Des tchats élaborés en interne, des forums de discussion, des messageries instantanées comme WhatsApp ou Messenger et, plus rarement, des applications… Les associations qui gèrent les numéros verts ont de plus en plus recours aux nouvelles technologies pour proposer leurs services. Ces nouveaux canaux répondent à plusieurs besoins : tout d’abord, celui de toucher un public plus large, notamment celui des jeunes, particulièrement friands de ces outils. Ensuite, ils sont accessibles depuis l’étranger.

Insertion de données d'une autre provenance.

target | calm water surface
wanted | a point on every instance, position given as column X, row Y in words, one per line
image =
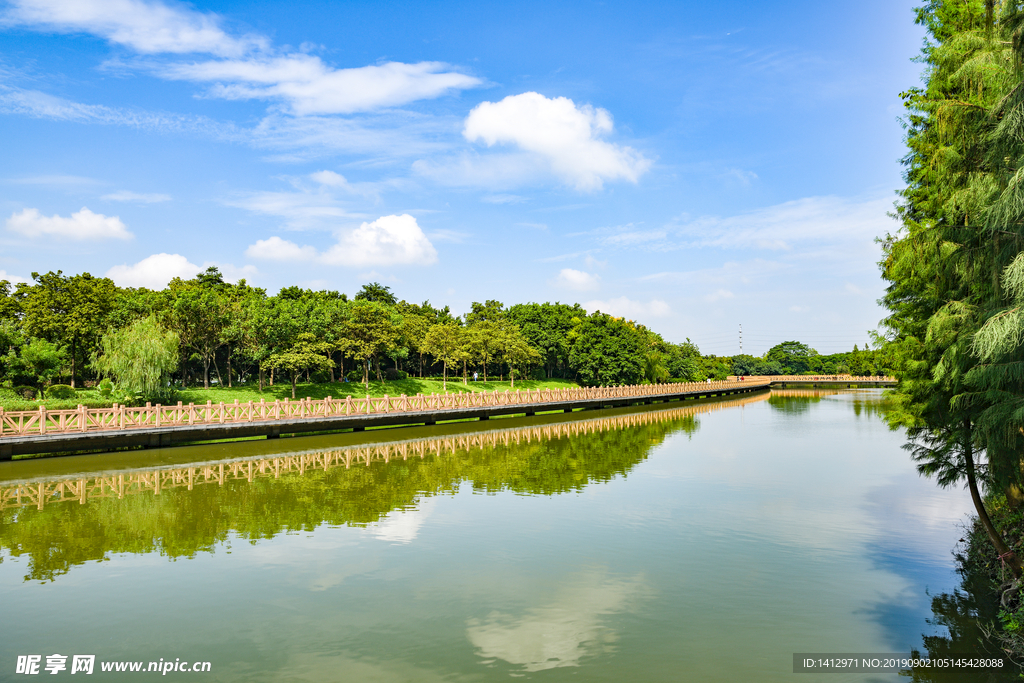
column 708, row 543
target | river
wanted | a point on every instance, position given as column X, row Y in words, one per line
column 704, row 543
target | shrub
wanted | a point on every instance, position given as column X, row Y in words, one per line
column 27, row 392
column 60, row 391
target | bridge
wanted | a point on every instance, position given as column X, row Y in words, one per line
column 90, row 429
column 823, row 381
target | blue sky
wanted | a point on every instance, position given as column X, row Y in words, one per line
column 692, row 166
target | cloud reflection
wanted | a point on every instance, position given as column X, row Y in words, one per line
column 563, row 632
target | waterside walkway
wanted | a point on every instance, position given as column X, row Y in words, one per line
column 84, row 429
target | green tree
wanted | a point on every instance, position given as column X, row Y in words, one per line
column 795, row 357
column 377, row 293
column 71, row 311
column 547, row 328
column 684, row 361
column 139, row 357
column 443, row 341
column 482, row 342
column 515, row 350
column 606, row 350
column 36, row 363
column 369, row 330
column 958, row 229
column 200, row 313
column 304, row 353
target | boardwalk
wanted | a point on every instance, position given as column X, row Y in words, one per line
column 82, row 429
column 153, row 426
column 50, row 491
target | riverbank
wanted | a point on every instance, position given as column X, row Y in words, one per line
column 246, row 392
column 1000, row 608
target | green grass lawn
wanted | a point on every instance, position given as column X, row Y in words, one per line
column 246, row 392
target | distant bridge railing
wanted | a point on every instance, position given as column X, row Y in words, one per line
column 852, row 379
column 82, row 419
column 39, row 493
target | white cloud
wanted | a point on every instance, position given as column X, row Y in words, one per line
column 42, row 105
column 82, row 224
column 125, row 196
column 310, row 87
column 275, row 249
column 503, row 199
column 565, row 135
column 145, row 27
column 496, row 171
column 401, row 526
column 387, row 241
column 13, row 280
column 577, row 281
column 719, row 295
column 625, row 307
column 156, row 271
column 302, row 210
column 813, row 219
column 562, row 633
column 55, row 180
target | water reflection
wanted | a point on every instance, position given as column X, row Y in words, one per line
column 961, row 613
column 179, row 511
column 562, row 632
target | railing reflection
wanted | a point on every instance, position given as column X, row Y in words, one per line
column 41, row 493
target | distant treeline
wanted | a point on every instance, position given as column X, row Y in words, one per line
column 73, row 329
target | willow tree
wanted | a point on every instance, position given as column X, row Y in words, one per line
column 139, row 357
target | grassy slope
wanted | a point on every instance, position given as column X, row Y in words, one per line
column 248, row 392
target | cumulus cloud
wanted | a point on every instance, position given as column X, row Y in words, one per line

Enfin, ils permettent à ceux qui ne sont pas en mesure ou ne se sentent pas libres de parler, de contacter des professionnels pour leur demander de l’aide par écrit, c’est-à-dire discrètement et à l’insu de leur entourage.
Dès 2017, l’association En avant toute(s), qui lutte pour l’égalité des genres et contre les violences faites aux femmes et aux personnes LGBT+, a lancé sa plateforme de tchat, accessible via son site web « Comment on s’aime ». A partir d’un constat : « Nous nous sommes aperçus que les jeunes allaient chercher des réponses sur Internet, sur les forums. Mais que ces réponses n’étaient pas toujours adaptées et qu’il fallait donc apporter une réponse professionnelle, explique Julie Niort, chargée du projet tchat violences pour l’association. Et pour les jeunes, il est beaucoup plus facile de communiquer par écrit. C’est déjà une habitude. Ils ont moins peur du jugement et verbalisent beaucoup ce qu’ils ressentent et vivent ». En 2021, le tchat a recueilli 4 900 conversations.
Le Service national d’accueil téléphonique pour l’enfance en danger, le Snated-119, a lui aussi ouvert son propre tchat en mai 2021, à destination des moins de 21 ans. Accessible via le site web, il adopte les mêmes critères de sécurité que le numéro vert : un bouton d’arrêt d’urgence permet d’effacer l’intégralité de la conversation ainsi que son historique, tout comme les appels à ce numéro ne figurent pas sur les relevés téléphoniques. Selon Pascal Vigneron, directeur de la plateforme, « ce nouvel outil permet aux jeunes d’opter pour le mode de communication qui leur correspond. Celui qui nous contacte par le tchat n’aura pas envie de basculer vers un appel téléphonique et inversement. » Catherine Cornibert, directrice de la communication de l’association SPS (Soins aux professionnels de la santé), qui a lancé une application permettant aux professionnels du secteur, puis aux étudiants, de contacter des psychologues, explique : « Sur l’application, vous pouvez voir quel psychologue est disponible pour discuter, et le choisir. Certains parlent anglais ou espagnol, par exemple. C’est tout simple et très efficace. » Quelque 20 % des appels aux psychologues de l’association passent ainsi par l’application.
Éducatrice spécialisée, Julie Niort a été surprise par l’efficacité de l’échange par écrit : « Cela permet de créer un lien assez extraordinaire, de nombreuses personnes reviennent plusieurs fois sur le tchat. Pour la plupart, c’est la première fois qu’elles parlent de ce qu’elles vivent. C’est donc le premier pas pour sortir des violences. » S’il est plus difficile de percevoir les émotions de l’interlocuteur par écrit, cela peut se transformer en avantage, souligne Pascal Vigneron : « Au téléphone, le non verbal est très parlant : les pleurs, les cris, l’environnement de la personne… Ce sont des paramètres qu’on est obligé de questionner à l’écrit pour comprendre le contexte. Mais la plus grande distance émotionnelle de la personne qui discute l’amènera peut-être à se confier plus facilement. » Si les professionnels s’emparent aisément de ces outils qui enrichissent leur pratique, c’est avant tout parce qu’ils sont préalablement formés à l’écoute téléphonique, un pré-requis indispensable à toute démarche d’accompagnement.